Tag Archives: data sharing

The Problem With Data Sharing

Dark_Pink_Butterfly

I recently read this article on GradHacker discussing the benefits of data sharing, along with a few of the drawbacks. If you are reading this now, then you are visiting my blog and if you look towards the top you will notice there is a tab titled Chaucer Project. The GradHacker article describes the exact balancing act the tab at the top of this page represents, specifically my want for sharing not just what I am working on, but my sources and methodology, demoralized by the fear of theft and lack of gains. Now, before I am accused of sounding so pompous as to believe everyone wants to steal my work, I assure you I used to have no hesitancy posting everything I wrote on here, and the first time I was warned about such theft practices I was all too flattered that someone thought my research was held in such high regard.

My main purpose was to use my blog as a medium for exploration, not to mention a forum for feedback that was always welcomed and for which I was grateful. But then the warnings became a recurring theme, and I began to take them seriously. Yes, my ideas on the blog were not fully developed and my research was far from fully finished (not to mention often written hastily and unedited), but everything was nonetheless all mine, and presented a potential for future projects.

Over the past few months I began reducing what I share, including my full list of resources. While the research I am posting here will not be a part of my dissertation, and will probably not garner more than a few articles at best, in a field where publication is of utmost importance to lose even the smallest opportunity is borderline terrifying. Yet in the process of withholding I am losing another opportunity – to collaborate, obtain feedback from strangers with similar if not identical interests, and for improvements to my work that would have all been gained through these interactions.

Similarly others lose out too as I am not the only one harboring these sentiments. But to believe academia is so cut-throat where sharing with each other will invariably lead to theft of intellectual property dampens an atmosphere that has for centuries thrived on association and partnership. In all honesty most would not have their articles or books if it were not for those others who supported them throughout the process by some means, which brings me to a second downfall of data sharing or, better stated, data mining- namely the lack of recognition or profit (not monetarily speaking) of reproducing useful data for others.

Compiling databases or coding manuscripts is simultaneously rewarding and thankless. While I have not been doing this for very long I understand the importance of resources that are not always available and the difficulty of obtaining said resources. I know how much labor went into researching not the manuscripts themselves, but simply finding them.

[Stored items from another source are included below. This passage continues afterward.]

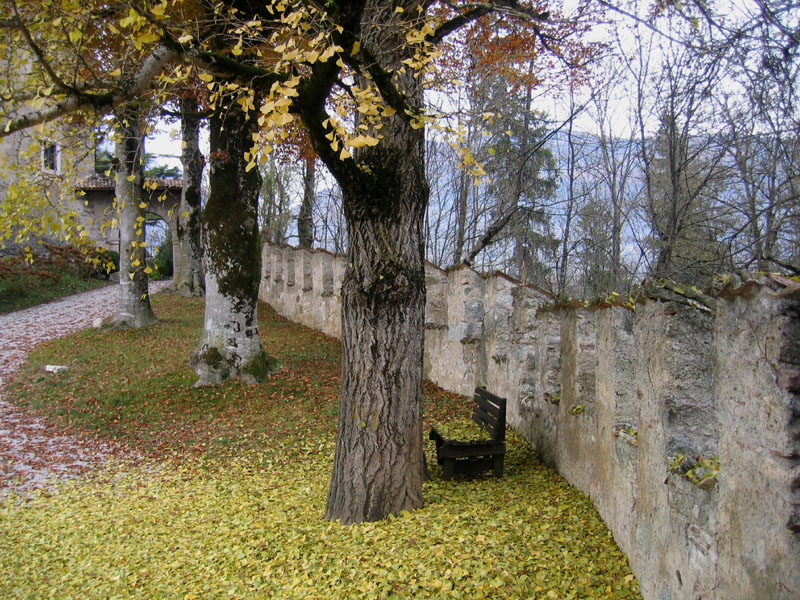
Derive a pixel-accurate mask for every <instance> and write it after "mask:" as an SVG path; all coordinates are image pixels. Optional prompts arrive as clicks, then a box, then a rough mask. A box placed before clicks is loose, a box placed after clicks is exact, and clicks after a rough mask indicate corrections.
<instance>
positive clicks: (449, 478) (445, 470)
mask: <svg viewBox="0 0 800 600" xmlns="http://www.w3.org/2000/svg"><path fill="white" fill-rule="evenodd" d="M455 471H456V461H455V459H452V458H445V459H444V464H443V465H442V479H452V478H453V475H455Z"/></svg>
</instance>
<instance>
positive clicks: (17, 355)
mask: <svg viewBox="0 0 800 600" xmlns="http://www.w3.org/2000/svg"><path fill="white" fill-rule="evenodd" d="M168 283H169V282H153V283H151V284H150V293H155V292H157V291H160V290H161V289H163V288H164V287H165V286H166V285H167V284H168ZM118 297H119V288H118V287H117V286H116V285H110V286H108V287H104V288H100V289H98V290H92V291H90V292H84V293H83V294H77V295H75V296H70V297H68V298H63V299H61V300H56V301H54V302H49V303H47V304H42V305H40V306H34V307H32V308H26V309H25V310H20V311H17V312H13V313H9V314H6V315H0V498H2V497H3V496H5V495H7V494H8V493H9V492H10V491H14V492H18V493H23V494H24V493H25V492H27V491H29V490H31V489H35V488H42V487H46V486H47V482H48V480H50V479H51V478H56V479H74V478H77V477H80V476H82V475H84V474H85V473H87V472H88V471H90V470H92V469H93V468H96V467H98V466H100V465H103V464H105V463H107V462H109V461H110V460H112V459H117V458H122V457H125V456H126V455H130V451H129V450H125V449H124V448H123V447H121V446H119V445H117V444H113V443H110V442H102V441H98V440H95V439H93V438H89V437H86V436H81V435H76V434H74V433H71V432H69V431H66V430H64V429H63V428H59V427H57V426H55V425H53V424H51V423H48V422H47V421H45V420H44V419H41V418H39V417H37V416H35V415H33V414H31V413H29V412H28V411H24V410H20V409H18V408H16V407H14V406H12V405H11V404H9V403H8V402H6V401H5V400H4V399H3V396H2V392H3V387H2V386H3V383H4V381H7V380H8V378H9V377H10V375H11V374H12V373H14V371H16V370H17V369H18V368H19V367H20V366H21V365H22V364H23V363H24V362H25V359H26V357H27V356H28V353H29V352H30V351H31V349H33V347H34V346H36V345H37V344H39V343H40V342H44V341H47V340H51V339H54V338H58V337H62V336H65V335H67V334H70V333H73V332H75V331H78V330H80V329H85V328H87V327H91V325H92V322H93V321H94V320H95V319H97V318H98V317H101V318H105V317H108V316H111V315H112V314H114V310H115V308H116V307H117V303H118Z"/></svg>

During my compilation stages of the Chaucer Project I relied heavily on books that categorized the different Chaucerian manuscripts and spent numerous hours finding as many of the digitized versions that existed. For this reason I began my Canterbury Tales Manuscripts Catalogue. I realized along the way that the manuscripts were scattered across the internet in various forms. What I endeavor is to bring all the links to one place so anyone working with the Tales would easily find the links for where the manuscripts are stored, whether they are digitized, and so forth. This is very much still a work in progress as there are nearly a hundred such manuscripts, but my point is that when this project is complete my only reward is the satisfaction I will beget from it (and perhaps a thank you from a fellow scholar who will no longer have to sweep dozens of libraries). Consequently this is also why the project is taking so long. While I am extremely dedicated to it and find it a worthwhile endeavor, I recognize that to move my academic career forward such projects need to take the back seat. Less will care about my databases than the number of articles I have managed to publish. This is not to say that research, publications, and original thoughts are not important (far from it), but rather to demonstrate the pitfalls that can be associated with undertaking certain altruistic projects. If you are not being financed, or at the very least supported by an academic institution to complete data sharing projects the rewards rely solely on the feelings of personal accomplishment and satisfaction for a job well done.

So while I am busy trying to present, get published, doing school work, teaching, working in general, and compiling databases, sharing somehow gets lost in the shuffle and merely striving becomes reliant upon selfish tactics based in withholding. What a shame.